The soldiers also rescued a young woman, an Iraqi from the minority Yazidi sect, who was being held by the couple as a slave, according to statements issued by the White House and the Defense Department. Countless Yazidis have been executed or enslaved by the Islamic State as it has moved through their homeland in northern Iraq. Officials said they hoped to reunite her with her family.

The raid was only the second time U.S. Special Operations forces are known to have operated on the ground in Syria, and the first “direct action” mission by American forces there.
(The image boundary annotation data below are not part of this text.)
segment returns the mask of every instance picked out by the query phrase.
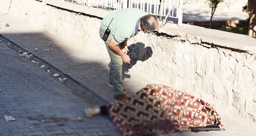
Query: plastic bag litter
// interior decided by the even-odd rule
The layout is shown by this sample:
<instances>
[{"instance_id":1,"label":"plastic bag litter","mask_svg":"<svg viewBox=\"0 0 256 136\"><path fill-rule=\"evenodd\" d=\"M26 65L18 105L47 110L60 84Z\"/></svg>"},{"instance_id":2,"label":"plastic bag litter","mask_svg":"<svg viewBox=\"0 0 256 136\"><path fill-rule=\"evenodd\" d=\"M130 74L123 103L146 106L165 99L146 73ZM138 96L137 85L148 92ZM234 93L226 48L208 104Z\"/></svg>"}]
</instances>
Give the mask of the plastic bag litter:
<instances>
[{"instance_id":1,"label":"plastic bag litter","mask_svg":"<svg viewBox=\"0 0 256 136\"><path fill-rule=\"evenodd\" d=\"M34 60L32 61L31 62L32 63L34 63L34 64L37 63L37 62L34 61Z\"/></svg>"},{"instance_id":2,"label":"plastic bag litter","mask_svg":"<svg viewBox=\"0 0 256 136\"><path fill-rule=\"evenodd\" d=\"M15 119L14 118L13 118L13 117L12 117L11 116L9 116L9 115L5 115L5 120L6 120L6 121L11 121L11 120L15 120Z\"/></svg>"},{"instance_id":3,"label":"plastic bag litter","mask_svg":"<svg viewBox=\"0 0 256 136\"><path fill-rule=\"evenodd\" d=\"M59 74L58 74L58 73L54 73L54 74L53 74L53 76L54 76L54 77L57 77L59 76Z\"/></svg>"},{"instance_id":4,"label":"plastic bag litter","mask_svg":"<svg viewBox=\"0 0 256 136\"><path fill-rule=\"evenodd\" d=\"M22 54L22 56L26 58L31 58L33 56L33 55L30 54L30 52L25 52Z\"/></svg>"}]
</instances>

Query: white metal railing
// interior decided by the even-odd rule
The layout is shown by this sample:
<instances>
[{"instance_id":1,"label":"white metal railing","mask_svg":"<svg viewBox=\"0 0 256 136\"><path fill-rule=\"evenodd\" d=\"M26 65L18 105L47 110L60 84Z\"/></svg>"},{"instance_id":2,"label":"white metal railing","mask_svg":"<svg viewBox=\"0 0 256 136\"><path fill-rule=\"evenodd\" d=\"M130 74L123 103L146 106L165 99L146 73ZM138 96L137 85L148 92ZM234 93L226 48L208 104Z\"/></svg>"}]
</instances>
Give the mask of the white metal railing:
<instances>
[{"instance_id":1,"label":"white metal railing","mask_svg":"<svg viewBox=\"0 0 256 136\"><path fill-rule=\"evenodd\" d=\"M148 14L177 18L178 25L182 26L183 0L62 0L88 6L100 7L114 10L126 8L136 8Z\"/></svg>"}]
</instances>

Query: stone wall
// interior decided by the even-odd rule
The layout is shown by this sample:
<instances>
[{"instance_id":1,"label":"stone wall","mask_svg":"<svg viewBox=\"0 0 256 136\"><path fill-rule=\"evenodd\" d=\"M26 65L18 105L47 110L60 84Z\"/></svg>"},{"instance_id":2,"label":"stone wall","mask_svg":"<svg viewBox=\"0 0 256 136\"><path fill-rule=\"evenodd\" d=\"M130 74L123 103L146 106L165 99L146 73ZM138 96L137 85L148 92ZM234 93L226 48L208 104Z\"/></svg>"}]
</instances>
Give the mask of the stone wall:
<instances>
[{"instance_id":1,"label":"stone wall","mask_svg":"<svg viewBox=\"0 0 256 136\"><path fill-rule=\"evenodd\" d=\"M0 11L68 40L85 51L107 56L105 47L99 46L103 43L98 29L109 11L60 0L2 0L0 6ZM136 46L130 48L131 58L141 60L131 70L152 74L163 84L256 120L256 39L167 23L159 33L140 33L128 42L140 43L150 49L142 54L143 51Z\"/></svg>"}]
</instances>

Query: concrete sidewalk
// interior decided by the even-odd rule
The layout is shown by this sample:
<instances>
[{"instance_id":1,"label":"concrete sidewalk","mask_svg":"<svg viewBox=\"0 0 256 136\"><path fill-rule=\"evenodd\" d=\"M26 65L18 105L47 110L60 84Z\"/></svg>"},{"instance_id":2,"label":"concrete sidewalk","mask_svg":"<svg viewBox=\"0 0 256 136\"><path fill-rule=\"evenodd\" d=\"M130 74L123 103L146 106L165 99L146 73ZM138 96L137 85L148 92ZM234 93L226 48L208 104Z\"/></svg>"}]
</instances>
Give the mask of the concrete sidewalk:
<instances>
[{"instance_id":1,"label":"concrete sidewalk","mask_svg":"<svg viewBox=\"0 0 256 136\"><path fill-rule=\"evenodd\" d=\"M79 109L79 110L72 110L73 111L79 115L83 115L83 117L85 117L83 112L84 108L95 105L96 105L96 104L107 103L113 101L112 89L109 87L107 84L108 82L109 67L110 62L109 58L104 58L101 54L97 54L96 52L90 52L83 49L77 48L76 47L75 45L65 41L64 39L60 39L54 36L51 35L47 32L32 26L29 23L23 22L8 15L3 15L4 14L3 13L0 13L0 26L0 26L0 28L1 28L0 33L2 35L2 37L4 37L7 38L10 41L13 42L14 45L17 45L24 51L31 52L34 57L32 57L30 60L33 60L33 58L38 58L39 59L38 61L42 62L42 64L50 66L52 69L56 68L58 73L60 74L60 76L68 78L67 81L64 82L70 82L77 84L78 84L77 87L81 88L81 92L86 91L84 93L81 92L81 94L85 94L85 95L84 96L80 96L81 97L77 98L77 99L90 99L91 97L93 97L92 99L90 99L91 101L83 103L84 106L83 106L83 105L82 105L75 107L76 109ZM1 27L6 23L8 23L10 26ZM4 45L2 44L1 45L1 46ZM37 49L36 51L35 51L36 48ZM1 50L6 50L6 48L1 48ZM2 57L4 58L6 55L7 54L1 56L1 58ZM9 62L6 63L8 63ZM15 67L15 64L12 65ZM133 66L136 66L136 64ZM16 67L20 67L21 65L17 65ZM28 67L28 68L30 67ZM23 70L26 70L25 69ZM32 70L30 69L27 69L29 71ZM47 72L45 72L47 73ZM132 69L129 69L128 68L124 68L123 73L124 73L125 87L129 91L128 94L129 96L148 84L166 84L164 81L157 80L154 77L150 76L141 75L139 72L134 71ZM43 75L43 76L46 76L46 75ZM58 78L53 77L52 78L56 78L56 80L58 80ZM40 84L41 82L43 83L44 81L38 82ZM66 85L69 84L66 84ZM56 86L57 88L59 87L59 85ZM67 87L67 88L68 87ZM60 90L62 89L64 90L65 89L60 89ZM37 92L35 91L34 93L36 93L35 95L36 95ZM75 93L76 93L75 91ZM91 95L86 95L87 93L91 94L90 94ZM53 97L53 98L54 97L59 97L59 94L58 93L54 94ZM6 94L5 95L9 94ZM40 94L38 94L38 95ZM72 95L72 94L69 95ZM23 95L22 97L25 97L25 95ZM47 96L45 97L47 97ZM203 98L202 98L202 99L203 99ZM47 101L47 100L46 100ZM64 101L65 100L59 99L59 100ZM99 103L97 101L101 102ZM92 101L94 103L92 103ZM72 101L70 102L72 103ZM213 104L214 105L214 104ZM2 105L3 104L1 103L1 105ZM217 107L216 108L217 111L223 119L222 122L226 129L225 131L224 132L202 132L197 133L193 132L176 133L161 135L161 136L253 136L256 133L256 130L255 129L256 127L255 122L248 121L240 117L232 111L227 111L225 107ZM4 108L5 111L9 110L8 108L3 106L1 108ZM20 106L20 110L22 110L22 108L25 109L26 105ZM33 109L31 110L33 110ZM60 112L60 111L59 111ZM69 113L72 113L72 111L70 110ZM79 112L79 113L77 112ZM2 115L1 115L3 116ZM35 115L24 113L22 116L20 116L20 117L21 118L29 117L35 118L37 115ZM95 120L96 119L92 120L86 119L88 121L83 122L83 123L84 123L84 125L86 125L88 122L92 123L96 121L96 122L98 123L105 123L104 122L107 121L106 120L107 119L106 118L101 118L98 116L96 120ZM2 120L4 120L2 117L1 119ZM1 122L4 121L1 121ZM1 123L3 125L3 123ZM11 126L7 126L5 125L6 123L3 123L3 127L5 129L11 130L12 129ZM80 124L81 126L83 125ZM15 126L15 124L13 123L12 125ZM105 128L105 126L102 127ZM114 128L116 128L114 127ZM118 133L115 131L115 128L112 128L106 130L105 128L102 128L105 130L105 131L110 131L112 132L111 133L113 133L106 135L106 134L105 134L103 132L103 136L118 135L117 134ZM29 128L28 129L29 129ZM19 129L20 131L21 131L20 130L21 128ZM85 129L83 130L85 130ZM15 133L15 132L12 131L11 134L14 136L16 136ZM1 133L0 133L0 134ZM34 135L32 133L30 134L29 133L26 134L23 133L23 134L25 136ZM48 136L48 134L44 132L44 133L38 135ZM68 135L67 133L64 134ZM86 133L83 134L82 132L76 134L79 136L98 136L99 135L94 133L94 134L88 135ZM7 135L2 134L0 135L7 136ZM57 134L56 135L58 136Z\"/></svg>"}]
</instances>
Special operators conducted an unsuccessful mission last summer to rescue American hostages being held by the militants, who later executed them.


In and out, no civilian casualties, captured intel and freed a hostage.  Seems like some days our military really does bat 1.000.  But as far as our policies, go...well...that's been a mess for over a decade, now, hasn't it?

Supreme Overestimation

Looks like the GOP plan to take Obamacare hostage in case the Supreme Court sides with them on federal exchange subsidies has run into at least one Republican willing to shoot the hostage outright.

House Budget Committee Chairman Tom Price (R-Ga.) said Thursday that he does not support an idea backed by Senate Republican leadership to temporarily extend ObamaCare subsidies if the Supreme Court cripples the law.

“I don’t think that I would be able to be supportive of continuing the subsidies beyond what the court would allow,” Price told The Hill.

A plan from Sen. Ron Johnson (R-Wis.) to continue the subsidies until 2017 has been co-sponsored by Senate Republican leaders; Price becomes one of the most prominent Republicans to come out against the idea.

The idea behind the temporary continuation is that if the Supreme Court invalidates subsidies for around 7.5 million people in the case of King v. Burwell, the party does not want people to immediately lose their insurance. The extension is intended to give time for a Republican alternative to be put in place.

But Price wants to move sooner to a full Republican alternative instead of going to a temporary bridge option first.

On Wednesday, he reintroduced his Empowering Patients First Act, a plan he has also put forward in previous sessions of Congress. The bill would repeal ObamaCare and replace it with refundable, age-adjusted tax credits for buying insurance. It would give grants for high-risk pools as an insurance option for people with pre-existing conditions.

Price's plan would be a disaster, of course, and there's no way it would even pass.  But he finally has a plan, and that may be enough to convince the Supreme Court to stop any hand-wringing over people losing insurance.  Part of me wants to say this is just a negotiating tactic, but part of me says Price is definitely a Tea Party type who will be happy to destroy Obamacare and then believes that President Obama will be blamed when millions lose insurance, and that people will line up to thank the GOP for doing so.

Among Tea Party types, that's most certainly going to be the case.